He’d a message to pass on to her. Except now wasn’t a good time; mention of Godit would be as much an intrusion as mention of Trempwick. In the morning, when they were up and about, he’d pass along her warning about the King of Scots being the dangerous one here, for all he didn’t look it. Fulk didn’t see it himself; it might mean more to Eleanor, and if it raised her guard then it could do no harm even if it were false aid.

Thinking about the message set Fulk thinking about the events which had led to it, cursing. He knew he’d been in demand all evening because of his fleeting fame, his treatment as an almost-equal and hero dependant on that fame and lasting only so long as it did. It had punched right through to the part of his heart which longed to be more than a baseborn bastard nothing, made more alluring precisely because it was temporary. There was a hangover from the boy he’d been that he hadn’t managed to purge. So he’d found himself playing a game, trying to identify people he didn’t know well enough, trapped an at the mercy of a gaggle of over-exited females and jealous men, until Godit threw the game and saved him. Hence the lordling her family had marked out for her having a jealous fit and attacking her when he’d no right to. Hence his rescuing her, that and an inability to do nothing when he knew that here and now he could act, that he did not have to turn his eyes away and let it pass. Eleanor would understand, she had to; she knew what it was to wish for someone to protect her. And so Godit had given him the message, as a brand of thanks which acknowledged the tie to Eleanor she deplored but knew he valued. That gave it considerable worth.
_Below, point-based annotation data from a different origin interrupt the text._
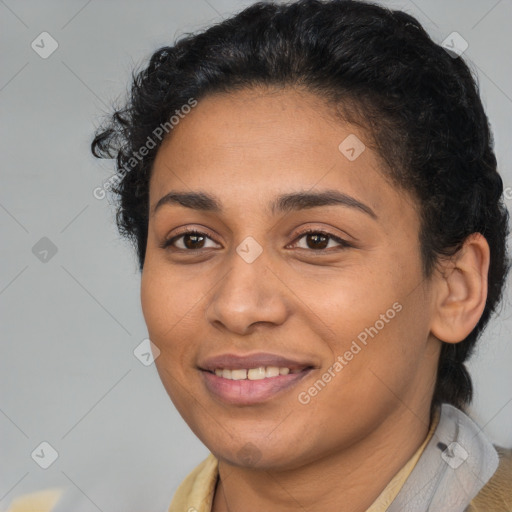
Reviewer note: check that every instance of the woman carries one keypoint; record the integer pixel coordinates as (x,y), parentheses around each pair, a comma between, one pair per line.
(314,199)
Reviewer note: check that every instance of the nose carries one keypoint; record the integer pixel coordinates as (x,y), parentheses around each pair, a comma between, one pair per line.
(249,294)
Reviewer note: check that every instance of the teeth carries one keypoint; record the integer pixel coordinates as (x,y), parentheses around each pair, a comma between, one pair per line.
(259,373)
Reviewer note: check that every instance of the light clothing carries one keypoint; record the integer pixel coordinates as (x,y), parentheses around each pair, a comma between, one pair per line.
(446,473)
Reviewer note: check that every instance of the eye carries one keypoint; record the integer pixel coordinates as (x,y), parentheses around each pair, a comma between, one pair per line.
(191,240)
(318,240)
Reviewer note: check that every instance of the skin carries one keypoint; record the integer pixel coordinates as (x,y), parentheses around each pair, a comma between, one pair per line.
(347,443)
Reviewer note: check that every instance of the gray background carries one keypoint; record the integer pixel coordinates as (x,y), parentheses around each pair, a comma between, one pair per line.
(69,325)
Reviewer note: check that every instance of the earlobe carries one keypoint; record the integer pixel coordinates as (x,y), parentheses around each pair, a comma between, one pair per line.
(461,290)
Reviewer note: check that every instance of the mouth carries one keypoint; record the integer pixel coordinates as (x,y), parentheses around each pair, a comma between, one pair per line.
(249,380)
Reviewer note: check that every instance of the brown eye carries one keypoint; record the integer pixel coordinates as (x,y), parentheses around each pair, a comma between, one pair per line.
(319,240)
(188,241)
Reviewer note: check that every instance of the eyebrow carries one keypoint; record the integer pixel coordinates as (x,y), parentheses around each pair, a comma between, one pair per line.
(281,204)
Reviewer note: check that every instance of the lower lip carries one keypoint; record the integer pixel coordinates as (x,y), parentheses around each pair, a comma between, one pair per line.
(247,392)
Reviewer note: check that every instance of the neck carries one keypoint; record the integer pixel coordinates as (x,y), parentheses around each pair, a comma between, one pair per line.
(353,476)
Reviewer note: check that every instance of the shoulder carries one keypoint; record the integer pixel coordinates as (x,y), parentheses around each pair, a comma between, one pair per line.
(496,494)
(196,491)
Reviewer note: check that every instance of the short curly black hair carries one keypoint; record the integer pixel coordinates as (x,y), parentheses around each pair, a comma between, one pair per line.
(419,104)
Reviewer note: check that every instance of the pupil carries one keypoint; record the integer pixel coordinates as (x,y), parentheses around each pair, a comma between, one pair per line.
(189,237)
(316,239)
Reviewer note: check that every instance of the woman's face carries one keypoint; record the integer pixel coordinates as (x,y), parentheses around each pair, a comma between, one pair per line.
(339,319)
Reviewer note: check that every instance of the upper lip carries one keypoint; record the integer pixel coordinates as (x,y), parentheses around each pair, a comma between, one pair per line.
(234,362)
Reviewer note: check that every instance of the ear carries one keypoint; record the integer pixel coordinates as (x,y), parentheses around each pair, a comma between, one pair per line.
(461,290)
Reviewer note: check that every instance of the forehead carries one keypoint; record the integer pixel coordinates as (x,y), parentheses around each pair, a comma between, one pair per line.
(254,143)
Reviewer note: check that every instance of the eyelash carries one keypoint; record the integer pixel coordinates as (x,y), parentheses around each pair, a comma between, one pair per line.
(343,243)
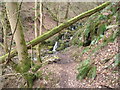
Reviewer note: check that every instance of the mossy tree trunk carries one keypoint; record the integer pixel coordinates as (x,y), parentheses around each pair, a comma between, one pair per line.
(57,29)
(24,62)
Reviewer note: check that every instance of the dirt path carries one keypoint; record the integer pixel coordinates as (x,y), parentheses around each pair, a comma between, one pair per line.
(68,72)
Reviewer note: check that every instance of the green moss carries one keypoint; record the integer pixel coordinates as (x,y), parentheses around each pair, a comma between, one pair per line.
(36,67)
(50,52)
(39,74)
(62,46)
(30,79)
(50,47)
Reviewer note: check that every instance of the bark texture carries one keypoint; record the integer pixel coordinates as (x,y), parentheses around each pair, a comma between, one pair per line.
(57,29)
(12,13)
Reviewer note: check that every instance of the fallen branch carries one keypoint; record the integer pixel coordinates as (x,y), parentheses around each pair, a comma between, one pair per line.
(56,30)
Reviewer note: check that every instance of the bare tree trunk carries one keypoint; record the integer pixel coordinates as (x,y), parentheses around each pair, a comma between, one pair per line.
(38,31)
(24,61)
(3,22)
(57,29)
(67,10)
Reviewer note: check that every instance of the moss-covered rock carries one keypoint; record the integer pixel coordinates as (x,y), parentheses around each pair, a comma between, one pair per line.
(29,77)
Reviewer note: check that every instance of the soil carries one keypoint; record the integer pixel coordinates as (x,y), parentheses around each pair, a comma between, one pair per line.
(63,73)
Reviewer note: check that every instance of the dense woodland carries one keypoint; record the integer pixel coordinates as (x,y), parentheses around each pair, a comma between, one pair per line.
(59,44)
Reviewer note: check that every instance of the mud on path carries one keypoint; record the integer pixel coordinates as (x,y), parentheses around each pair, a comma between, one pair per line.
(64,71)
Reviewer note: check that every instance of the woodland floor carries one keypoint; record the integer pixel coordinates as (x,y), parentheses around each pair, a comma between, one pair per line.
(63,73)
Yay! A frog-sized episode!

I have but one thing to say on the matter of stock takes: GAH!!

Dead William: I remain impressed :)

Phargle: Thank you. I’m blushing. :)

I think we need some sort of Malcolm event now. Hmm …
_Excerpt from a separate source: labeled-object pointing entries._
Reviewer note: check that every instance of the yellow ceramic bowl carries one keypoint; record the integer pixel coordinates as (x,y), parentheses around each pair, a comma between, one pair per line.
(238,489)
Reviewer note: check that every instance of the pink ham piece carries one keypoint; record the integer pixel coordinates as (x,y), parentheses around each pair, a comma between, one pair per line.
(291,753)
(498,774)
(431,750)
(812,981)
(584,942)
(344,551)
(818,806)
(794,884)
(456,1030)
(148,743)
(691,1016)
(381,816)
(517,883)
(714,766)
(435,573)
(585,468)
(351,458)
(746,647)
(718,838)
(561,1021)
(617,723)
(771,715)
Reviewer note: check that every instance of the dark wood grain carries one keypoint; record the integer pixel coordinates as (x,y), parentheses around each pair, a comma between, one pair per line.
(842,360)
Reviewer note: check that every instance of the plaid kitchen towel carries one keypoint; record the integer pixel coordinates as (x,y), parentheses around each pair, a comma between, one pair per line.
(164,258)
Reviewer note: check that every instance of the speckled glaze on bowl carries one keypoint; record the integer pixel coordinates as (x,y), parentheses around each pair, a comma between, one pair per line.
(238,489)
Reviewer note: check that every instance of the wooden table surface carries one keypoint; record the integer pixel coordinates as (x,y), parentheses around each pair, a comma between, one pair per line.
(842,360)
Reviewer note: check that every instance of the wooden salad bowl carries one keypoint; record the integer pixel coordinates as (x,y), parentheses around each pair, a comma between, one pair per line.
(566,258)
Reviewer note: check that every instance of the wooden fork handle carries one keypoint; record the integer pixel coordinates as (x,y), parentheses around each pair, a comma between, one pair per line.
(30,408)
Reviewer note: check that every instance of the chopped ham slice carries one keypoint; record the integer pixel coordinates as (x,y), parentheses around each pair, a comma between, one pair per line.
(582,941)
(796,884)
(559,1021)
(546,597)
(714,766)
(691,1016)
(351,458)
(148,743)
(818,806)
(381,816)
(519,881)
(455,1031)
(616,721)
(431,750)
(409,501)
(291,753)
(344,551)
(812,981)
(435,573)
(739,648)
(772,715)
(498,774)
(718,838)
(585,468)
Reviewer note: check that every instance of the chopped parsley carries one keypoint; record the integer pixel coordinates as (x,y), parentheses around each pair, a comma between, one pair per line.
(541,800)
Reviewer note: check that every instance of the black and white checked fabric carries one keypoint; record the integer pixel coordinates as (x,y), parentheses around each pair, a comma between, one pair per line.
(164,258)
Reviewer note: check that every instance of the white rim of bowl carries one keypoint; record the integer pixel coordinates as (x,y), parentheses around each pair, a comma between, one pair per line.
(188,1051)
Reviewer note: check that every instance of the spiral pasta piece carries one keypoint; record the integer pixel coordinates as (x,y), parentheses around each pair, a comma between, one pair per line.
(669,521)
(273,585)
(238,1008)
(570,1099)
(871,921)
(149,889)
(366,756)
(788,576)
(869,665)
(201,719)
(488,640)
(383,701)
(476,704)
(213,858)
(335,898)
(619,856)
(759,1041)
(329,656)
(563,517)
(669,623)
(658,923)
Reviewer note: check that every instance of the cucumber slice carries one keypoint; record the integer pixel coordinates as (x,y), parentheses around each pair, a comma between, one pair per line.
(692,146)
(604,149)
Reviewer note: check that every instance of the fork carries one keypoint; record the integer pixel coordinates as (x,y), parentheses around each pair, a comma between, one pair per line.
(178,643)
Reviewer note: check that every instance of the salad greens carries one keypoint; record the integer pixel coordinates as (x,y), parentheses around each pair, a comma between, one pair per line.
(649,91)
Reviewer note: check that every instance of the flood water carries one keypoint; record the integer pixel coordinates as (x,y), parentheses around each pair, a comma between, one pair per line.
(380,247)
Avernite: But everyone knows the heroine has to end up with her true love, which Fulk absolutely has to be because he is handsome and loves her!! It’s practically the law!! To do otherwise would be different!! Non-clichéd!! Surprising!! Why, you practically accuse me of being unpredictable!!!!! :eek:

Bigdan: That king has very big sleeves, owing to the fact big sleeves use more material, thus costing more, thus making him look richer. Installing special pockets to store tricks in would cost extra, and so he probably has done so.

Igaworker: Well, speaking from a personal point of view, one might hope he sent Malcolm sprawling in the dust with a broken nose and a few very good bruises. Might knock a bit of calm into the brat.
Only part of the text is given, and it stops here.